Jacobs: "I think people feel a little bit like they have to defend the arts and humanities."
Lea Jacobs is a familiar face to film lovers on the UW campus. A communication arts professor, she's also afounding director of the UW Cinematheque, the campus organization that screens noteworthy films for free nearly every week, including silent films and 16mm and 35mm prints. Now she's adding another title to her resume: associate dean for the arts and humanities in the UW Graduate School, the role new School of Music director Susan C. Cook recently vacated.
Over the past 20 years, Jacobs has focused her career on the history of film, in particular silent cinema and the American studio system. She received the Graduate School's Kellett Mid-Career Award in 2009, and she teaches classes on contemporary animation as well as cinema's past.

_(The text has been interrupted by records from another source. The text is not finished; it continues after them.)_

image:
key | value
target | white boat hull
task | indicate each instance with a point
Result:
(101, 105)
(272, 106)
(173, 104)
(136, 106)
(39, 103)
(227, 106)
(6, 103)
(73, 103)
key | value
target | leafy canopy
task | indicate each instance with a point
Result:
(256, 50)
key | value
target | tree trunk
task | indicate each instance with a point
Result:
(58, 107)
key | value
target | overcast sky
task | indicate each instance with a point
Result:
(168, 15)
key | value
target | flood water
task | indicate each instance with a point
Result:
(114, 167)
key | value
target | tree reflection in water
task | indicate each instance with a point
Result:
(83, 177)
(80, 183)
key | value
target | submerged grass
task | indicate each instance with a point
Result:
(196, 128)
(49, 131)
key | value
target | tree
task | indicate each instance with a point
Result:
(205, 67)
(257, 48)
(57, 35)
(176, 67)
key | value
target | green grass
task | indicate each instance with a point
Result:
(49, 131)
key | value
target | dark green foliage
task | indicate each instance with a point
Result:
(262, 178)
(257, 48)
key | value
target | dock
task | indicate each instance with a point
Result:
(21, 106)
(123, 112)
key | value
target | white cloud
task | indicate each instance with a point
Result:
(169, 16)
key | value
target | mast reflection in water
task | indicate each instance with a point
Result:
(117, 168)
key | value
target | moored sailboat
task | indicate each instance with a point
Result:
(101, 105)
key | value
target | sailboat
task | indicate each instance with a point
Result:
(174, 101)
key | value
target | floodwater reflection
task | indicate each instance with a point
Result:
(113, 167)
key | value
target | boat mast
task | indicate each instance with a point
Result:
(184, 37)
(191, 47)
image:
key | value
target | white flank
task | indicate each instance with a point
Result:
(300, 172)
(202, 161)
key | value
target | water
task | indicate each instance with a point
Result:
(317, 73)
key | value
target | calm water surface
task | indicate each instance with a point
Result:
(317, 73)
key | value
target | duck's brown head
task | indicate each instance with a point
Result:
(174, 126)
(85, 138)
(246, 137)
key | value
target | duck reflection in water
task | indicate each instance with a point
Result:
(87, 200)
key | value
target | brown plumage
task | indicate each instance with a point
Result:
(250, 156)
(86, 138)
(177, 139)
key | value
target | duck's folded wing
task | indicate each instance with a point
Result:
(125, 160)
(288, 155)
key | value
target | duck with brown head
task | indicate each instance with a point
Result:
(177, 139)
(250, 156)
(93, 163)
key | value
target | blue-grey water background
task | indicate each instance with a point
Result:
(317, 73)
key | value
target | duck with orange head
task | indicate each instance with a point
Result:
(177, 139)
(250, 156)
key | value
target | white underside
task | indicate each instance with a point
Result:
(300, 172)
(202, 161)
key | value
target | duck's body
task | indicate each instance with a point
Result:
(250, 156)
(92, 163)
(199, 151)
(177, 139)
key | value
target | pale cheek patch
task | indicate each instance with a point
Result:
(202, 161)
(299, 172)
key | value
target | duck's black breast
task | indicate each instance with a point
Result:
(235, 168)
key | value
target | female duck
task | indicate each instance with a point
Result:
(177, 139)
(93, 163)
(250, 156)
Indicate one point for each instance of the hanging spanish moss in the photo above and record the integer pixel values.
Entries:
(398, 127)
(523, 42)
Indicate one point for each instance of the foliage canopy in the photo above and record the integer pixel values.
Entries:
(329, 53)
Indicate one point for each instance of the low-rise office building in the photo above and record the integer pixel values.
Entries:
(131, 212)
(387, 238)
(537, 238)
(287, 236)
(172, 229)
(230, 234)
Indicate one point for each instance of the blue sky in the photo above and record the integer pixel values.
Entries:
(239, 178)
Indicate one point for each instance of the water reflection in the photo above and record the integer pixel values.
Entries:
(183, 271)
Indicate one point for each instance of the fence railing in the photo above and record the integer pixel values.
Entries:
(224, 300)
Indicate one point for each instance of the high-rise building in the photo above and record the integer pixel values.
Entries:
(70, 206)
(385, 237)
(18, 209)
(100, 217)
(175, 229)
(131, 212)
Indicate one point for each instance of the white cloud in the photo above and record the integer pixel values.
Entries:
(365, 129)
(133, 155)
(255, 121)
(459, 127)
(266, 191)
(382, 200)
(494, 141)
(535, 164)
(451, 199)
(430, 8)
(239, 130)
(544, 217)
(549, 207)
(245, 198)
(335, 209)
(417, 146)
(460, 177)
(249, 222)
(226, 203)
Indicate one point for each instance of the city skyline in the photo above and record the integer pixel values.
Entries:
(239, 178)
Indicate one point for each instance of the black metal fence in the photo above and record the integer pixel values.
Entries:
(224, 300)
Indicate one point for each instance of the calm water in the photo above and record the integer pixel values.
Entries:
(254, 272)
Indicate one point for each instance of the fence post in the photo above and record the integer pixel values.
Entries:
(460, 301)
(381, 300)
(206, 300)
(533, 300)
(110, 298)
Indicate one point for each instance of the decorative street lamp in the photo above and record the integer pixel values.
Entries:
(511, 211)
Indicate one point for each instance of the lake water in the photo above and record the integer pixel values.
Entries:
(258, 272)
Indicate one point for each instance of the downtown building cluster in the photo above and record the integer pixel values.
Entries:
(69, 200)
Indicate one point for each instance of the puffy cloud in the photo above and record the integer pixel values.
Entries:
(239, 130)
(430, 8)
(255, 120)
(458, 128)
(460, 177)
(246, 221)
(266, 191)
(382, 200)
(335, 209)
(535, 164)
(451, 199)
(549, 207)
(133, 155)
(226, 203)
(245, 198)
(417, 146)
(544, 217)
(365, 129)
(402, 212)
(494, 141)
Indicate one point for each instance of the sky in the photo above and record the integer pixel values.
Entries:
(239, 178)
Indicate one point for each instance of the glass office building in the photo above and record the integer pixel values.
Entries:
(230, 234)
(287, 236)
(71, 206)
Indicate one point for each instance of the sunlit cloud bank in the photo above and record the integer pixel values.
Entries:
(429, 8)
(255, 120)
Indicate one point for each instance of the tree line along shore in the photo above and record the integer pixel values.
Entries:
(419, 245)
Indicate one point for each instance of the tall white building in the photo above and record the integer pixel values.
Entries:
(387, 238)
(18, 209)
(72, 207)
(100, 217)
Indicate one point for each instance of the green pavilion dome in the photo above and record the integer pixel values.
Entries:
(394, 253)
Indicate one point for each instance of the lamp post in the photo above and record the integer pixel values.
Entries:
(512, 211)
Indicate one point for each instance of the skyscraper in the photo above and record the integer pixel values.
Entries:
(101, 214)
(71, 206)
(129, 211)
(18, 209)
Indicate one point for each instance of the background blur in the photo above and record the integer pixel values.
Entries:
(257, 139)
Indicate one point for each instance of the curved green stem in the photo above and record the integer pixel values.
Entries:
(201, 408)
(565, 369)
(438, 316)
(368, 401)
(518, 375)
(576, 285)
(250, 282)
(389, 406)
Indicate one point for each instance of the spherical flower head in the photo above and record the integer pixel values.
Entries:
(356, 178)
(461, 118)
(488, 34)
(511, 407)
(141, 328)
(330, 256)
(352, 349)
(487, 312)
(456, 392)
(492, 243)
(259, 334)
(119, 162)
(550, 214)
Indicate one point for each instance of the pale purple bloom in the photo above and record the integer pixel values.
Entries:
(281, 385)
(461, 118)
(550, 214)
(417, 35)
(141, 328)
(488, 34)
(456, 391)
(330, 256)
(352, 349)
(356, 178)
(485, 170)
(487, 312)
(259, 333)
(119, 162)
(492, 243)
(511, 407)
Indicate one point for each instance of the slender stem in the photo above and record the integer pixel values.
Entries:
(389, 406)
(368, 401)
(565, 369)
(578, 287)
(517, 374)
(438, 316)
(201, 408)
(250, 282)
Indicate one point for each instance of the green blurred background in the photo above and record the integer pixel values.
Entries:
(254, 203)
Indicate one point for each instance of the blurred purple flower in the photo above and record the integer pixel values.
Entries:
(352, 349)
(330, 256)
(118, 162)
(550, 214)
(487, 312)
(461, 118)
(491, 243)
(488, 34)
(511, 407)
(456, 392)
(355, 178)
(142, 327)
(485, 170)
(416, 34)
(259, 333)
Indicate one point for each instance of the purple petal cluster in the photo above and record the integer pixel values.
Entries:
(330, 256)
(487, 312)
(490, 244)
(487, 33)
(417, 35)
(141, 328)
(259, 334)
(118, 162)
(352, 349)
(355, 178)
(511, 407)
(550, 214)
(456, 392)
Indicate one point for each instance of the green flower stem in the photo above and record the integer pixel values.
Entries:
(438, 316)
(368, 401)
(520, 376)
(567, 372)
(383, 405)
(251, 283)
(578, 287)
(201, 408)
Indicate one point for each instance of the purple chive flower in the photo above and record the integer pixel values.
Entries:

One challenge she'll face in her new role is a decline in National Endowment for the Humanities funding. But this will not be her first time addressing funding shortfalls. As a member of the Graduate School Research Committee, she recruited researchers and helped allocate funds to projects such as an interdisciplinary grant the graduate school is currently working on.
Jacobs says arts and humanities programs shouldn't need to beg for funding since they are a vital part of all students' educational experience and benefit the community.
"I think people feel a little bit like they have to defend the arts and humanities," she says. "All these things that we do in the humanities are part of everyone's education, and the arts are part of everyone's education, so I kind of [wonder], 'Why should we have to defend them?' But we do right now, so I'm up for that."
Beyond the UW, Jacobs is perhaps best known for founding the Cinematheque with professor David Bordwell in 1997. In this role, she has partnered with the Chazen Museum of Art and the College of Letters and Science to bring Cinematheque programming to a broader set of viewers.
Cinematheque programming director Jim Healy says Jacobs' leadership skills are of particular importance as well.
"Lea has been the most effective arts leader and administrator I have ever worked with," he says. "I have met dozens of her students who admire her and are inspired by her."
But his highest praise might concern her film preferences.
"I was familiar with [her books on cinema] even before I came to the UW campus," he says. "Her tastes are excellent."